When a foreign protein (antigen) enters a cow, systems that can identify self versus non-self are activated, explains Dr. van der List. Once the antigen is identified as non-self, the cow’s immune system will set off a cascade of events and develop either a cell-mediated immunity or a humoral immunity, or a combination of both, to rid the antigen from the body. The immune system will also develop memory cells, which will enable the body to react much more rapidly the next time the same foreign antigen is encountered. Immunization is the development of these memory cells so that the body can rapidly deal with disease.
“When developing vaccines, we modify the organisms that we want protection against so that the animal doesn’t have to suffer the full-blown disease to develop immunity,” says Dr. van der List. “While one method is to expose the animal to others with the disease, there are huge risks involved with this. With a vaccine, we can take away a lot of that risk and still get the protection we desire.”
Vaccinating when an animal is stressed can lead to problems, says Dr. van der List. To develop a good immune response, the animal needs to be healthy and stress-free.

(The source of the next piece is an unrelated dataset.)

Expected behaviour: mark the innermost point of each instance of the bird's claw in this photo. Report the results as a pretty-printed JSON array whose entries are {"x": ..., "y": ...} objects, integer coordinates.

Stress releases cortisol, which interferes with immunity. This can lessen the animal’s response to vaccination, as well as predispose the animal to disease. Producers should plan to administer vaccine ahead of an anticipated disease challenge, which is often associated with a stressful event.
With a modified-live virus vaccine development of immunity can be rapid, however it is still advisable to have two to three weeks between administration and requirement of immunity, says Dr. van der List. For heifers that have never been vaccinated before, a four-week period is especially recommended prior to breeding.